Roger Bate is a scholar at the American Enterprise Institute in Washington, D.C., who has studied both Thorkelson and Strempler as part of his book PHAKE: The Deadly World of Falsified and Substandard Medicines.
"I don't think either of those organizations wanted to trade in counterfeit medicines," he said. "But if you buy outside of the normal supply chain, you always run a risk that you might buy counterfeit medicine, and I think that's why the FDA targeted those two organizations."
Not cracking down on violations
Meanwhile, there are criticisms that Canadian authorities and regulatory bodies are not doing enough to crack down on the illegal sale of medications by Canadian pharmacies.
"Canada is, sad to say, a haven for international organized crime involving internet pharmacies," said Amir Attaran, a professor of law and medicine at the University of Ottawa.
He's been studying Canadian Internet pharmacies for years.
"We have Internet pharmacies on Canadian soil, especially in Manitoba and BC that are illegally selling medicines on the internet. Illegally in Canada and also illegally in the United States, and while the Americans have been serious about prosecuting the Canadians behind the crimes, the Canadian government refuses to," said Attaran.
Attaran believes the College of Pharmacists of Manitoba is also turning a blind eye to the conduct of some of its members.
Last year, he sent a complaint to the College in July 2014, asking them to investigate Canada Drugs, York Pharmacy and Candrugs Pharmacy.
College registrar Ronald Guse said the college did investigate Thorkelson and Canada Drugs when the allegations first surfaced in 2012 and will do so again, depending on what takes place in the U.S. court case.

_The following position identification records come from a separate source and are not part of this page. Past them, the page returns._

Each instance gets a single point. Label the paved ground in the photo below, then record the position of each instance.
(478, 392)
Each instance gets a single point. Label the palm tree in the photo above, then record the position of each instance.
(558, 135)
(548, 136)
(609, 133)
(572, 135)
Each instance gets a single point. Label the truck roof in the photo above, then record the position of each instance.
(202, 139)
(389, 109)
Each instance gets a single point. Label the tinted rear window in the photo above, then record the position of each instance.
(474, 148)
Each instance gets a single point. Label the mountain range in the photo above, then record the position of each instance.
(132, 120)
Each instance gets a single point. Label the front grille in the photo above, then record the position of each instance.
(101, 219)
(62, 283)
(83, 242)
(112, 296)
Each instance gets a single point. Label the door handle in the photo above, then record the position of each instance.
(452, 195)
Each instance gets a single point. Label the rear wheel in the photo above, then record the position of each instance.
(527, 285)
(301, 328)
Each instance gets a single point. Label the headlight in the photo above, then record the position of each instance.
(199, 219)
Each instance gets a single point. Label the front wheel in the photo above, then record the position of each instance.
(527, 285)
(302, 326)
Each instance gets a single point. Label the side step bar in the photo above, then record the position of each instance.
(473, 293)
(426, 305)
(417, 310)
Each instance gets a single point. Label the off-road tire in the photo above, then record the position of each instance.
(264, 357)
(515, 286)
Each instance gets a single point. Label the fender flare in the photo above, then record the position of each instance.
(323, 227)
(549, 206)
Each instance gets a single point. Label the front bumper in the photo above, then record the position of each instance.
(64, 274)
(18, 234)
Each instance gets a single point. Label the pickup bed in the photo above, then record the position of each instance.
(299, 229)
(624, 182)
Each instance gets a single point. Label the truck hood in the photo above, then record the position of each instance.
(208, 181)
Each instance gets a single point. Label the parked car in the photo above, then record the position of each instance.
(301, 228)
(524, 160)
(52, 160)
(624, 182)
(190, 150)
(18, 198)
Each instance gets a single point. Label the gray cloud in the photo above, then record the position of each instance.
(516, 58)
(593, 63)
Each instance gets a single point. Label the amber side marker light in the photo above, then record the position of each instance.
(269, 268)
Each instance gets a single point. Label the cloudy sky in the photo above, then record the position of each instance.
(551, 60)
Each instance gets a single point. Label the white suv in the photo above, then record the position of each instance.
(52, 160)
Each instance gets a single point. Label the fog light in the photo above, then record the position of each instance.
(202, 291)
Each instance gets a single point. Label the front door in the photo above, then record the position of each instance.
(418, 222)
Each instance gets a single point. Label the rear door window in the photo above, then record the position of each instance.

"I think we have to wait until the accusations or indictment comes to some sort of conclusion, see what evidence is presented, what details, facts are agreed or proven, and then we would look at it, yes," Guse said. "None of the charges have been proven, and I think the charges are around smuggling and money laundering so we'd have to look at the money laundering, whether that's pertinent to the practice of pharmacy. Smuggling might be, especially if it involves the movement of drugs, but keeping in mind it's the wholesale activity, which would involve more Health Canada's jurisdiction than ours."